Ly was huddled over a flat stone mixing dough for bread, one knee bent under him, the other upright. As he kneaded, concentrating, his soft curls fell forwards to cover his face. So familiar, and yet he was so alien too. Sometimes I felt I hardly knew him at all.

He heard me coming and looked up at me unsmiling, his eyes slithering away from mine. “Would you like your herbs now, Princess? The water should be hot enough.”

My herbs, yes. I needed them this morning. A pregnancy would be a very bad idea, especially if it could be either Ly or Arran who sired it. Ly’s children inherited all sorts of bonding powers at birth, with terrible consequences, and we’d long since agreed that all my children would be Arran’s. I wondered idly how Clanfolk managed with their casual bed-sharing arrangements, but perhaps the exact identity of a child’s father was of no interest to them.

“So, what next?” I said, sipping my herbal brew.

He flipped the dough over, and began pounding the other side. “Next? We will have our morning meal, something substantial, since we will not eat again until… afterwards. Then we bathe in the lake, and put on clean clothes. At noon, the blood sharing. Then the feast.”

“Will anything happen… immediately? To Arran, I mean. I assume the effect will be more abrupt in him.”

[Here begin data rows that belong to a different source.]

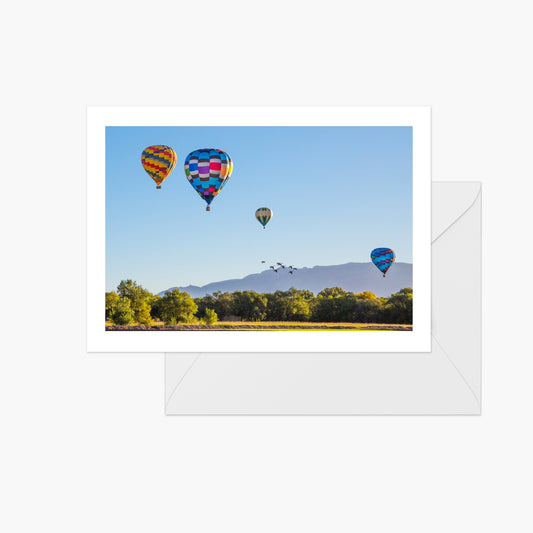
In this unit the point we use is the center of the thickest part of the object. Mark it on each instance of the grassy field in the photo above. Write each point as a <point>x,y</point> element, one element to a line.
<point>264,326</point>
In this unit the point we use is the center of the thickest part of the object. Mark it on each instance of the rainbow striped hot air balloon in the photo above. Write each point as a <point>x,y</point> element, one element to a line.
<point>208,170</point>
<point>383,258</point>
<point>263,215</point>
<point>158,161</point>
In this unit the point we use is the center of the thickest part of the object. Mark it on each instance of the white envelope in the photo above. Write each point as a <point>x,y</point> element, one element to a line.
<point>446,380</point>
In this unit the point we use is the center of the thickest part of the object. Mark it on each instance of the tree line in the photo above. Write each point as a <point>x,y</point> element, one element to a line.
<point>131,303</point>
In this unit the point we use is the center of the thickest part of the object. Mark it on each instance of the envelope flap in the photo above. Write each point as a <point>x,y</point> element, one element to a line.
<point>450,203</point>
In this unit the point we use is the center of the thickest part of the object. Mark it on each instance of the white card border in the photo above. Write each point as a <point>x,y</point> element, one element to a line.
<point>100,340</point>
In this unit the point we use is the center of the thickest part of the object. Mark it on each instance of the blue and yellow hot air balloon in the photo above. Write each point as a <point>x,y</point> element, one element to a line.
<point>383,258</point>
<point>208,170</point>
<point>263,215</point>
<point>158,161</point>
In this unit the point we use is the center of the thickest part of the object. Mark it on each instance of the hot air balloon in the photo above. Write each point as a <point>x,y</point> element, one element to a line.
<point>383,258</point>
<point>208,170</point>
<point>158,161</point>
<point>263,215</point>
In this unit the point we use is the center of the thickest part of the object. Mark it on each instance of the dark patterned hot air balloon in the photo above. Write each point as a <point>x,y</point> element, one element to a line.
<point>383,258</point>
<point>158,161</point>
<point>208,170</point>
<point>263,215</point>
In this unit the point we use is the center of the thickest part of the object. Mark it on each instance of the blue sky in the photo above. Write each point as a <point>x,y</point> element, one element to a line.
<point>336,193</point>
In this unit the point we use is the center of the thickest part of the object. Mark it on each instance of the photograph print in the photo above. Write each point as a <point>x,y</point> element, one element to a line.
<point>258,229</point>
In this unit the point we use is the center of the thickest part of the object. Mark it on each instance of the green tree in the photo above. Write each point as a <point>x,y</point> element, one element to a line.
<point>155,307</point>
<point>139,299</point>
<point>289,305</point>
<point>111,299</point>
<point>178,308</point>
<point>122,313</point>
<point>250,305</point>
<point>399,307</point>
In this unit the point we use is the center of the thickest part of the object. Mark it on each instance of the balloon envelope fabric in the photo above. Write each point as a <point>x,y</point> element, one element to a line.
<point>263,214</point>
<point>207,170</point>
<point>158,161</point>
<point>383,258</point>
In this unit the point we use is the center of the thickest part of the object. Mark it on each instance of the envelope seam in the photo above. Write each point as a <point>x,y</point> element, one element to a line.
<point>458,218</point>
<point>181,380</point>
<point>459,372</point>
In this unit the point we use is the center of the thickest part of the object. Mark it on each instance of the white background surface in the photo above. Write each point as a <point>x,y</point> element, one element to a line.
<point>85,445</point>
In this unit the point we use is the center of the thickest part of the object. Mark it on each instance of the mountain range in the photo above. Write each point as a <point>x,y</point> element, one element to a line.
<point>354,277</point>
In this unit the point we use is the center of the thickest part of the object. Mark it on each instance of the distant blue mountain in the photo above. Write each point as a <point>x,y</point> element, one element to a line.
<point>354,277</point>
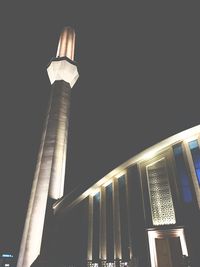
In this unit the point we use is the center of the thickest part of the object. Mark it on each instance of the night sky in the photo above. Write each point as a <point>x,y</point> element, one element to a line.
<point>139,83</point>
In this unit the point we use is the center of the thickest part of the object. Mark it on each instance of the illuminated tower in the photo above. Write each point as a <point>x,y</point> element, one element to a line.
<point>49,175</point>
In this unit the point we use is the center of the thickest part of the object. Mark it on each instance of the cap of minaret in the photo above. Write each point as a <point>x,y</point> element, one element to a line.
<point>63,66</point>
<point>66,43</point>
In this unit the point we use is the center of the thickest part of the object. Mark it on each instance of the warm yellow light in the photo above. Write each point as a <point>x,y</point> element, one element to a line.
<point>66,43</point>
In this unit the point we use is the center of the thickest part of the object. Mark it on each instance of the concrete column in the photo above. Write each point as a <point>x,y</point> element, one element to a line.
<point>90,228</point>
<point>103,224</point>
<point>116,220</point>
<point>50,169</point>
<point>188,157</point>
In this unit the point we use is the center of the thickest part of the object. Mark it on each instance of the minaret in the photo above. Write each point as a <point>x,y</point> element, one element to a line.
<point>49,175</point>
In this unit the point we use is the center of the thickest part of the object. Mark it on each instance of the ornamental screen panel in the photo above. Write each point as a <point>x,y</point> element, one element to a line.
<point>162,208</point>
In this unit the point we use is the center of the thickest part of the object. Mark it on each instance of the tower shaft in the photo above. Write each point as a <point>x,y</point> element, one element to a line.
<point>50,170</point>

Ly’s hands stilled, suspended in mid-air. He threw me a glance, then quickly looked away. “Impossible to say. Everyone reacts differently.” He began to flatten and shape the dough, head down.

“Are you all right?”

“Of course,” he said, too quickly. I didn’t think he was. He wouldn’t meet my eye, for one thing, and he seemed jittery, more like the old Ly. Was he bothered about what Arran and I got up to the night before? Well, Arran was right about that, it was Ly’s own custom, so he was going to have to get used to it.

When Arran finally woke and drifted to the fire, we ate our morning meal, and it was indeed more substantial than usual. I was a little tired of cold meat from whatever Ly had caught the previous afternoon, but the fresh bread was wonderful and we ate the last of the cheese with some tiny red berries, sharp but juicy.